Agouti-signaling protein in Macaca silenus functions primarily as a paracrine signaling molecule that acts as an antagonist of melanocortin action. Similar to its human homolog, it competitively binds to melanocortin receptors, inhibiting the generation of cAMP stimulated by alpha-melanocyte stimulating hormone (α-MSH) or adrenocorticotropic hormone (ACTH). This antagonistic relationship is critical for regulating pigmentation pathways in these primates and may influence other physiological processes mediated by melanocortin signaling . Understanding this basic function provides the foundation for more sophisticated investigations into species-specific variations in ASIP structure and function.
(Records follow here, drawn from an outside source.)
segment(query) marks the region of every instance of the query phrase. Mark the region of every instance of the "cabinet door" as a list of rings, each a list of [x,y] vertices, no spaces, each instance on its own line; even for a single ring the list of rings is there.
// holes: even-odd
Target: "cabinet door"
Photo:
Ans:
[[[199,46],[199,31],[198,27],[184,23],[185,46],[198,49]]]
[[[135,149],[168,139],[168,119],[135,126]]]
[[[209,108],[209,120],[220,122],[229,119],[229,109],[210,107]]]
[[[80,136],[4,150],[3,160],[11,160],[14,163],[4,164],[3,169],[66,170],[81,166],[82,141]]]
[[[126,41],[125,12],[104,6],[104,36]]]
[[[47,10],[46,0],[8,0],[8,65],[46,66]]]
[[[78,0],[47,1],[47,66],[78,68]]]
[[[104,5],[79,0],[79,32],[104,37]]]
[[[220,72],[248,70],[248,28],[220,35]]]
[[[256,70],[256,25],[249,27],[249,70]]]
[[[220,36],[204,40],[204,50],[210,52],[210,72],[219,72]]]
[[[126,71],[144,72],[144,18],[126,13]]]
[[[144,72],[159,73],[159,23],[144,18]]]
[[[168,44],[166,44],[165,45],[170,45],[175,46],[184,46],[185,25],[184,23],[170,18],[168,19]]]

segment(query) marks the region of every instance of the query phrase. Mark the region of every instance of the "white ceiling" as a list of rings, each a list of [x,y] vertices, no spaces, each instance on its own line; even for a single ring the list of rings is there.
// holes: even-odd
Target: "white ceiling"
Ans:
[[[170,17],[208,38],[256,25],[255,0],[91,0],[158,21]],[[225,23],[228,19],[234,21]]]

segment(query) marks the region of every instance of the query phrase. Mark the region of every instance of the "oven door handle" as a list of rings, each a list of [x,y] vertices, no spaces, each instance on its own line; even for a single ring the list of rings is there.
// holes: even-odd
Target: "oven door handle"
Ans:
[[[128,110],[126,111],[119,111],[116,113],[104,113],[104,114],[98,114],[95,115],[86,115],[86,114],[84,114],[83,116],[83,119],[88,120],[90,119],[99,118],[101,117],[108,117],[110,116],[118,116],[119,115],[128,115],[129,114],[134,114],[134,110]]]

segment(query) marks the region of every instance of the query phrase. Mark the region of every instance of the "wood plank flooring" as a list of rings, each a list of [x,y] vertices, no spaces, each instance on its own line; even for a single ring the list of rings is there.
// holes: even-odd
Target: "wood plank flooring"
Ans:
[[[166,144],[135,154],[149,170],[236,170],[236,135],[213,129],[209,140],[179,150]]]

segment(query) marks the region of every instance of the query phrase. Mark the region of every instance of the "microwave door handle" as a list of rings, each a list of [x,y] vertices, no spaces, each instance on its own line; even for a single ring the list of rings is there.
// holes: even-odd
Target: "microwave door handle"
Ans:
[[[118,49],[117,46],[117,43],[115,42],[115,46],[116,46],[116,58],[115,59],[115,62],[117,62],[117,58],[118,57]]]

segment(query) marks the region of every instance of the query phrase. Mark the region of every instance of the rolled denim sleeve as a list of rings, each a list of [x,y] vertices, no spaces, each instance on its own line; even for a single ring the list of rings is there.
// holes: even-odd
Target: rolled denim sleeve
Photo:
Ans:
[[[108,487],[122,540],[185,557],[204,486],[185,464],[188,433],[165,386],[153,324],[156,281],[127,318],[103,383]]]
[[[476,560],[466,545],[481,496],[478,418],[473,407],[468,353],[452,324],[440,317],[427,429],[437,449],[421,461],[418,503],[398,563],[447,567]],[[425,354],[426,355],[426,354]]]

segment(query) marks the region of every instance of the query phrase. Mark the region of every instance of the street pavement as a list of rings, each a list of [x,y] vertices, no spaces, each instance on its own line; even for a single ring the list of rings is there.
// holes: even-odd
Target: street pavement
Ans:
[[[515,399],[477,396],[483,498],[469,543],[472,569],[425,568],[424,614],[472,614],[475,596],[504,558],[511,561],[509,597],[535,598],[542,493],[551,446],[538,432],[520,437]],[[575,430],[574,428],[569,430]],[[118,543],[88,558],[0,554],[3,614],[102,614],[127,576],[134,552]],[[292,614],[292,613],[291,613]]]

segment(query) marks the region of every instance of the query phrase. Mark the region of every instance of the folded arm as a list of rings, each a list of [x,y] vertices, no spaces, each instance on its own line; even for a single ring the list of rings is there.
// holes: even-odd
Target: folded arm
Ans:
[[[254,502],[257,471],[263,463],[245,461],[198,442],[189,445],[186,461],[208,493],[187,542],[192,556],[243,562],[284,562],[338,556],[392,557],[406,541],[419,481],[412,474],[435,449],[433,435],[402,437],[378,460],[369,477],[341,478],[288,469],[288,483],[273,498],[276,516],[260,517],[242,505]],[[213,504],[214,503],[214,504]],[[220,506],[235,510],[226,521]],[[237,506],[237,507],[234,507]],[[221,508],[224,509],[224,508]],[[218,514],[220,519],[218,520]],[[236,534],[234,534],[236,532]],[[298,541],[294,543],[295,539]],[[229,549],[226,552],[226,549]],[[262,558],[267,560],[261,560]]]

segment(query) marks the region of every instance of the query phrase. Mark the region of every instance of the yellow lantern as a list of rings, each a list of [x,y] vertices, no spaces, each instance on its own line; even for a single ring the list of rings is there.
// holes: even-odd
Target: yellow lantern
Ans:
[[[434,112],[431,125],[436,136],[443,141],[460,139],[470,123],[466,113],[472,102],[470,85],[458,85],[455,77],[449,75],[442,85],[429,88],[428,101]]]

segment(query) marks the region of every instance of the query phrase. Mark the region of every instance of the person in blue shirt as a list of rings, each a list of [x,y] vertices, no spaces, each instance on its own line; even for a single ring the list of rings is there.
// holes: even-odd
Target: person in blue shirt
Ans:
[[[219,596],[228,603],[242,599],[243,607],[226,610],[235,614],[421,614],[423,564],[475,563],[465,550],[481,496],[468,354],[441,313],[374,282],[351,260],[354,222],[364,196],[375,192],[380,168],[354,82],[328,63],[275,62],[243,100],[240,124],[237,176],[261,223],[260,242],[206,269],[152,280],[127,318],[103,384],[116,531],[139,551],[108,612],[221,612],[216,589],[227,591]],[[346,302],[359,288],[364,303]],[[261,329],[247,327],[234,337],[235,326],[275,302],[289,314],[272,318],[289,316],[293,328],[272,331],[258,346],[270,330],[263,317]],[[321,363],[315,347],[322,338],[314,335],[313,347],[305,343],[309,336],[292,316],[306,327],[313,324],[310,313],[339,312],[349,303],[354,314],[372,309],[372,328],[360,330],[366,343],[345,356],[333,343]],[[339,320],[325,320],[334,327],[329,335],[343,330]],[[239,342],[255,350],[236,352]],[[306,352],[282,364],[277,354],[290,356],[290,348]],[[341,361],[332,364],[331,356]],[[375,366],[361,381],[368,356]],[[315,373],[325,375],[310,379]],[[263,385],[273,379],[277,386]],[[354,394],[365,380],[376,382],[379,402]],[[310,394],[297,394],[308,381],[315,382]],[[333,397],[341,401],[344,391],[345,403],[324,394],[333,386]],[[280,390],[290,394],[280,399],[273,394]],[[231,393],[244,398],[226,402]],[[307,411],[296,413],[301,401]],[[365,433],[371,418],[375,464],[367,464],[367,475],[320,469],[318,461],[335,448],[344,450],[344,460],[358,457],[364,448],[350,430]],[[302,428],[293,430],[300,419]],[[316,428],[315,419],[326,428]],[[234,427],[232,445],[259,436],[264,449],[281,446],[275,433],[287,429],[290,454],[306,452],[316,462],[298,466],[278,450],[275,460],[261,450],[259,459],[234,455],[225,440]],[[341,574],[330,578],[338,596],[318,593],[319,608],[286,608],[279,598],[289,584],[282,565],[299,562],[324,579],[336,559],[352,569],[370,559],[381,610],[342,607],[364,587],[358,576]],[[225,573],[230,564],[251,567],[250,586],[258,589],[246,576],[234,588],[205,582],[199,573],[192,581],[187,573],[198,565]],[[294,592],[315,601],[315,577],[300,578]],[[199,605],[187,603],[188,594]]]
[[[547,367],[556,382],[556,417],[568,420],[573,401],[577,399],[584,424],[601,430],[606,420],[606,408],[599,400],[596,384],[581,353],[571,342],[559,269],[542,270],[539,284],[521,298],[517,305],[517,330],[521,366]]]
How does Macaca silenus ASIP structurally differ from human ASIP?
The structural differences between Macaca silenus ASIP and human ASIP reflect their evolutionary divergence while maintaining core functional domains. While both contain the characteristic cysteine-rich C-terminal domain critical for receptor binding, evolutionary analyses suggest species-specific modifications that may influence binding affinity and pharmacological properties. Macaca silenus, as part of the silenus/nigra lineage of macaques, possesses genetic variations that emerged during the radiation of Asian macaques approximately 3.5-3.7 million years ago . These structural nuances require careful consideration when developing recombinant expression systems and interpreting cross-species functional studies.
What expression systems are most suitable for recombinant Macaca silenus ASIP production?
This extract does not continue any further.